This study provides important insights into the contemporary literature on the evolution of new probability distributions. We utilize a proven trigonometric-oriented probabilistic method to develop a new probability distribution. The distribution we suggest signifies a possible alteration of the generalized Rayleigh distribution and is referred to as the cosine generalized Rayleigh (CG-Rayleigh) distribution. We obtain various mathematical characteristics related to the CG-Rayleigh distribution. Moreover, we provide the mathematical expressions for determining the parameters of the CG-Rayleigh distribution. We also perform simulation studies with different parameter settings to illustrate the performance of these estimators. Finally, we illustrate the practical use of the CG-Rayleigh distribution by applying it to a real-world data set from the hydrology sector, particularly focusing on precipitation data to emphasize its real-world significance.
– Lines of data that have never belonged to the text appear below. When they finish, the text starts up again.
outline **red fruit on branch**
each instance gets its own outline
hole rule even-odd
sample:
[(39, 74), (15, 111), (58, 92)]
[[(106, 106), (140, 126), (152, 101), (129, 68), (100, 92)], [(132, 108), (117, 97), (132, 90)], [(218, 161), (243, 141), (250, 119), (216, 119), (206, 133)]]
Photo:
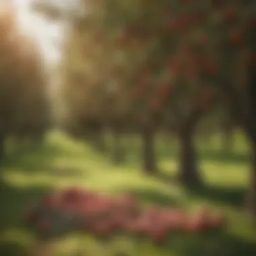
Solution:
[(50, 223), (46, 220), (38, 220), (36, 223), (36, 229), (39, 232), (43, 233), (50, 228)]

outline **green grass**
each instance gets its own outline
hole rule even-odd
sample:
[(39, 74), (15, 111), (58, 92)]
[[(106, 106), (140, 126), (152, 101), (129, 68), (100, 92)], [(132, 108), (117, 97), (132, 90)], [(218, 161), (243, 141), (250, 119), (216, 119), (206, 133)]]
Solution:
[(135, 137), (127, 138), (127, 162), (119, 166), (111, 164), (110, 153), (102, 154), (57, 131), (49, 135), (42, 148), (11, 154), (1, 170), (4, 185), (0, 193), (0, 255), (26, 255), (33, 243), (34, 238), (22, 221), (30, 202), (49, 190), (73, 185), (115, 195), (129, 192), (144, 204), (179, 205), (188, 210), (209, 205), (224, 212), (228, 222), (223, 233), (209, 237), (173, 234), (164, 248), (127, 237), (117, 238), (106, 245), (91, 237), (75, 236), (61, 241), (66, 255), (75, 256), (69, 249), (74, 251), (78, 241), (83, 244), (81, 251), (87, 251), (81, 256), (114, 255), (109, 253), (125, 246), (132, 255), (255, 255), (256, 228), (247, 219), (243, 205), (249, 162), (244, 138), (237, 135), (234, 150), (228, 154), (222, 150), (217, 135), (209, 145), (198, 143), (207, 183), (201, 189), (185, 188), (172, 181), (177, 168), (177, 141), (165, 141), (162, 137), (157, 141), (160, 174), (156, 177), (141, 174), (139, 141)]

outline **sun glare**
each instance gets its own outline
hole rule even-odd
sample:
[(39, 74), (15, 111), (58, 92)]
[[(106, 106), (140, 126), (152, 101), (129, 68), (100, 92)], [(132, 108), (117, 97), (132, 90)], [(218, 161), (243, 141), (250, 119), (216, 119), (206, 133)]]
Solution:
[(33, 0), (13, 0), (18, 10), (21, 28), (33, 36), (38, 43), (43, 57), (49, 64), (60, 61), (63, 34), (61, 24), (49, 21), (30, 9)]

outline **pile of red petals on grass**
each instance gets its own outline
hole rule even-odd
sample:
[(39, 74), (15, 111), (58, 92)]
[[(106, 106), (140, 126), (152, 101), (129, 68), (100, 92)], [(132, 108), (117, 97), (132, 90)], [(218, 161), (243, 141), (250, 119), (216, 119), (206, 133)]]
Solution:
[(149, 238), (156, 244), (172, 232), (201, 234), (222, 229), (222, 215), (202, 210), (189, 214), (175, 208), (142, 207), (131, 195), (107, 197), (76, 188), (47, 195), (28, 209), (26, 224), (45, 237), (82, 231), (101, 239), (116, 234)]

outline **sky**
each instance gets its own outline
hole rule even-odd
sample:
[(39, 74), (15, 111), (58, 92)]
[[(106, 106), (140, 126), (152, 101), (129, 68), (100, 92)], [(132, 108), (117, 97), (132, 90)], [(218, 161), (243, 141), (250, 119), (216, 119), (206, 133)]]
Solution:
[(20, 24), (35, 38), (46, 63), (49, 65), (58, 63), (61, 59), (64, 24), (61, 22), (49, 20), (31, 10), (30, 4), (34, 0), (13, 1), (18, 9)]

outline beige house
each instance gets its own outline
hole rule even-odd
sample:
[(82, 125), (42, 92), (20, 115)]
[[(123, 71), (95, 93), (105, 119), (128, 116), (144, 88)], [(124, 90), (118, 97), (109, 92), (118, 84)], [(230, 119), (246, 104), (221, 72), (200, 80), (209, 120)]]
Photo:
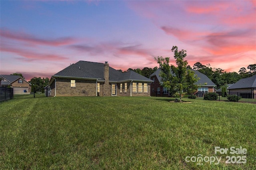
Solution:
[(19, 76), (0, 75), (0, 77), (1, 86), (13, 88), (14, 94), (29, 94), (31, 92), (31, 84)]
[(240, 80), (228, 89), (230, 93), (244, 98), (256, 98), (256, 75)]
[(122, 72), (105, 63), (79, 61), (52, 76), (50, 96), (149, 96), (152, 81), (133, 71)]

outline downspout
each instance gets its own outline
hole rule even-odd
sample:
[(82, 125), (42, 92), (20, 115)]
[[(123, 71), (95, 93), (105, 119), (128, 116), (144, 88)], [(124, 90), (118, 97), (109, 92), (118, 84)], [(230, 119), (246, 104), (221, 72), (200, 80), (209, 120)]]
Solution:
[(131, 90), (130, 90), (130, 92), (131, 92), (131, 97), (132, 96), (132, 81), (131, 82)]
[(56, 78), (54, 78), (54, 77), (52, 77), (52, 78), (53, 78), (54, 79), (54, 80), (55, 80), (55, 88), (54, 88), (54, 89), (55, 89), (55, 93), (54, 93), (55, 94), (55, 95), (54, 96), (53, 96), (53, 97), (56, 97), (56, 95), (57, 94), (56, 94)]
[(98, 78), (96, 80), (96, 96), (98, 96), (98, 91), (97, 91), (97, 88), (98, 88)]

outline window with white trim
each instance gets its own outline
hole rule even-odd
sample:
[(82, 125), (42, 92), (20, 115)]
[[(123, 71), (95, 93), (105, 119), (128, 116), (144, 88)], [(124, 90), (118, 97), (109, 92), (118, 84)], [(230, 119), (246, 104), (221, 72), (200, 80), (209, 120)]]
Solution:
[(138, 91), (139, 93), (142, 92), (142, 83), (138, 83)]
[(127, 83), (124, 83), (124, 92), (127, 92)]
[(132, 92), (137, 92), (137, 83), (132, 83)]
[(100, 83), (97, 83), (97, 92), (100, 93)]
[(157, 88), (157, 94), (160, 94), (160, 87), (158, 87)]
[(144, 92), (147, 93), (148, 92), (148, 83), (144, 83)]
[(70, 80), (70, 87), (76, 87), (76, 80)]
[(198, 89), (198, 92), (203, 92), (204, 93), (208, 92), (208, 87), (200, 87)]
[(163, 93), (164, 93), (164, 94), (168, 94), (168, 90), (167, 87), (164, 87), (163, 88)]

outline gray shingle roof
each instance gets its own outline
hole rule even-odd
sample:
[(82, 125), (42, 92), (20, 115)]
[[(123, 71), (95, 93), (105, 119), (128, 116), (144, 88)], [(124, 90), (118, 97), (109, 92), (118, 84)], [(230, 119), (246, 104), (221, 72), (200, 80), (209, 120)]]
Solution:
[[(202, 86), (204, 86), (205, 84), (206, 84), (206, 85), (205, 86), (216, 86), (215, 84), (214, 84), (213, 82), (210, 80), (208, 77), (207, 77), (205, 74), (199, 72), (199, 71), (196, 71), (195, 70), (190, 70), (191, 71), (194, 72), (195, 74), (197, 75), (197, 77), (199, 77), (200, 78), (200, 79), (196, 83), (196, 84), (197, 85), (201, 85)], [(160, 83), (162, 83), (161, 81), (161, 77), (159, 76), (159, 73), (161, 71), (161, 69), (158, 68), (157, 69), (156, 71), (154, 72), (153, 74), (150, 75), (150, 78), (152, 76), (156, 76), (157, 79), (158, 80), (159, 82)], [(172, 72), (171, 71), (171, 70), (170, 70), (170, 71), (171, 73)]]
[[(104, 80), (104, 63), (99, 63), (79, 61), (56, 73), (54, 76), (95, 78)], [(128, 80), (148, 82), (152, 81), (150, 79), (133, 71), (122, 73), (109, 67), (110, 81), (118, 82)]]
[[(12, 83), (13, 82), (16, 80), (17, 79), (19, 79), (19, 78), (22, 78), (19, 76), (14, 76), (12, 75), (1, 74), (0, 75), (0, 77), (1, 77), (2, 78), (3, 78), (3, 79), (7, 80), (8, 81), (8, 82), (2, 81), (1, 82), (1, 83), (2, 85), (8, 85), (10, 84), (11, 83)], [(24, 79), (24, 78), (22, 78), (22, 79), (23, 79), (24, 80), (27, 82), (27, 81), (26, 80)]]
[(256, 75), (239, 80), (229, 89), (244, 88), (256, 88)]

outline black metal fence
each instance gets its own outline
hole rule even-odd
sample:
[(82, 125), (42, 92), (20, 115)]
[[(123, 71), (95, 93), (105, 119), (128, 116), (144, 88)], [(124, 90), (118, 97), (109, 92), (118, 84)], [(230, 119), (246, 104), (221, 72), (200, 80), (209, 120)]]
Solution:
[(0, 87), (0, 102), (13, 98), (13, 89), (5, 87)]
[(195, 95), (198, 99), (256, 104), (256, 93), (236, 92), (223, 93), (220, 92), (200, 93), (200, 94), (196, 94)]
[(18, 98), (29, 98), (47, 97), (44, 90), (31, 90), (30, 88), (8, 88), (1, 87), (0, 101)]

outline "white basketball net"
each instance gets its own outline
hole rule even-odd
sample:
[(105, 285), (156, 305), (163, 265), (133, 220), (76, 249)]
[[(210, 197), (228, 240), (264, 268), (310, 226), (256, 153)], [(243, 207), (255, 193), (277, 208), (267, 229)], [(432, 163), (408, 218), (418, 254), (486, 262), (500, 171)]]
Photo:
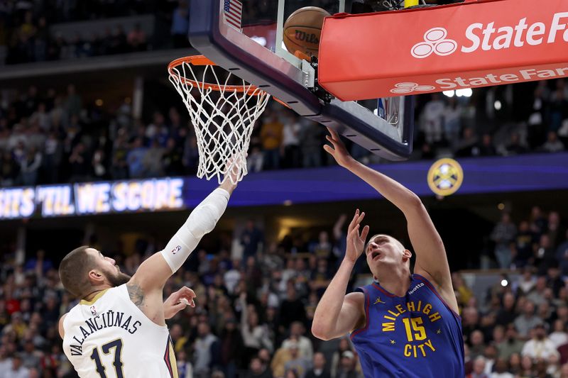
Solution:
[[(220, 78), (212, 65), (197, 67), (203, 72), (196, 75), (197, 70), (187, 62), (171, 67), (170, 82), (182, 96), (195, 129), (200, 154), (197, 177), (204, 176), (209, 180), (217, 176), (221, 184), (228, 177), (236, 184), (248, 173), (251, 135), (270, 95), (231, 72)], [(237, 79), (244, 90), (234, 89)], [(219, 90), (204, 83), (219, 86)]]

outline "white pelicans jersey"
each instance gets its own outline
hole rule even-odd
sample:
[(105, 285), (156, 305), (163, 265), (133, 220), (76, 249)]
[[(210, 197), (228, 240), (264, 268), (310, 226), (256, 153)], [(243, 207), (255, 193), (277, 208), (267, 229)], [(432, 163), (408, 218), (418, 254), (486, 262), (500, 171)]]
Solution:
[(136, 307), (126, 284), (81, 301), (63, 329), (63, 350), (81, 378), (178, 378), (168, 327)]

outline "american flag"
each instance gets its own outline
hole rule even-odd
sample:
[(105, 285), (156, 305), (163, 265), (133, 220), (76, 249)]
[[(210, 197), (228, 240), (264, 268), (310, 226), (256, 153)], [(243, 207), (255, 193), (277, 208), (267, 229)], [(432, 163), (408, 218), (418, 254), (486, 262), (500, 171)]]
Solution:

To evaluate the performance of the CG-Rayleigh distribution compared to other probability distributions, we investigate various competing distributions as possible alternatives for the precipitation data. By employing four well-defined evaluation criteria, we observe that the CG-Rayleigh distribution produces better outcomes compared to its rivals. As a result, our findings show that the CG-Rayleigh distribution is a significant addition to the class of probabilistic methods for modeling data related to the hydrological cycle.
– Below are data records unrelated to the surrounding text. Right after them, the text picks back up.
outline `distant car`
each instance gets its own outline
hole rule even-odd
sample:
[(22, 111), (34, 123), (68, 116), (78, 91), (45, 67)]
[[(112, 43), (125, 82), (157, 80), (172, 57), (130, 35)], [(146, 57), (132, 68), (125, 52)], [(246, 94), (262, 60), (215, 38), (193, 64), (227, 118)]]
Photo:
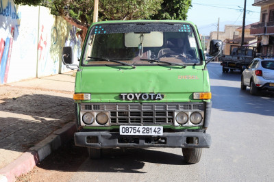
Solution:
[(240, 88), (247, 86), (253, 95), (263, 90), (274, 91), (274, 58), (256, 58), (247, 66), (242, 73)]
[(210, 56), (209, 53), (206, 54), (206, 60), (208, 62), (212, 58), (212, 56)]

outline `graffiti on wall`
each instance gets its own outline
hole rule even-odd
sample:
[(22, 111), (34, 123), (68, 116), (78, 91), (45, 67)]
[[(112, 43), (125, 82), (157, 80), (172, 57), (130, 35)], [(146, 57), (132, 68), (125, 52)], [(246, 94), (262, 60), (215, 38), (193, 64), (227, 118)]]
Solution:
[(6, 17), (10, 17), (12, 19), (20, 19), (21, 16), (21, 12), (17, 12), (16, 8), (15, 7), (14, 3), (12, 8), (12, 1), (8, 1), (7, 5), (3, 5), (3, 2), (2, 0), (0, 0), (0, 16), (2, 15)]
[(71, 46), (75, 57), (81, 55), (77, 31), (45, 7), (0, 0), (0, 84), (69, 71), (62, 64), (62, 49)]
[[(0, 0), (0, 21), (9, 22), (6, 23), (11, 27), (5, 26), (5, 29), (11, 29), (10, 33), (6, 34), (5, 41), (4, 37), (1, 37), (0, 42), (0, 83), (7, 83), (10, 70), (10, 57), (12, 56), (12, 44), (14, 36), (14, 29), (18, 34), (18, 25), (17, 20), (21, 18), (21, 13), (17, 12), (16, 8), (11, 1), (3, 1)], [(3, 24), (4, 22), (2, 23)], [(3, 25), (2, 25), (3, 26)], [(2, 31), (3, 31), (3, 29)], [(1, 34), (4, 34), (2, 31)]]

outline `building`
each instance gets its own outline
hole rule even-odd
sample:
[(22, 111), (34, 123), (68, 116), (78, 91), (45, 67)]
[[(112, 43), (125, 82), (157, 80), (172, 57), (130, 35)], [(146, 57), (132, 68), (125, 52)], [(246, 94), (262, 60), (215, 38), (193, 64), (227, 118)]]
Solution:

一种新的概率模型及其模拟研究:模型、理论见解及其在雷达降水测量中的应用
这项研究为当代关于新概率分布演变的文献提供了重要的见解。我们利用一个已证明的面向三角的概率方法来开发一个新的概率分布。我们提出的分布标志着广义瑞利分布的一种可能的改变,被称为余弦广义瑞利(cg -瑞利)分布。我们得到了与CG-Rayleigh分布有关的各种数学特征。此外,我们还提供了确定CG-Rayleigh分布参数的数学表达式。我们还进行了不同参数设置的仿真研究,以说明这些估计器的性能。最后,我们通过将CG-Rayleigh分布应用于来自水文部门的实际数据集来说明其实际用途,特别关注降水数据以强调其现实意义。为了评估CG-Rayleigh分布与其他概率分布相比的性能,我们研究了各种竞争分布作为降水数据的可能替代方案。通过采用四个定义良好的评估标准,我们观察到CG-Rayleigh分布与其竞争对手相比产生了更好的结果。因此,我们的研究结果表明,CG-Rayleigh分布是与水文循环相关的建模数据的概率方法类的重要补充。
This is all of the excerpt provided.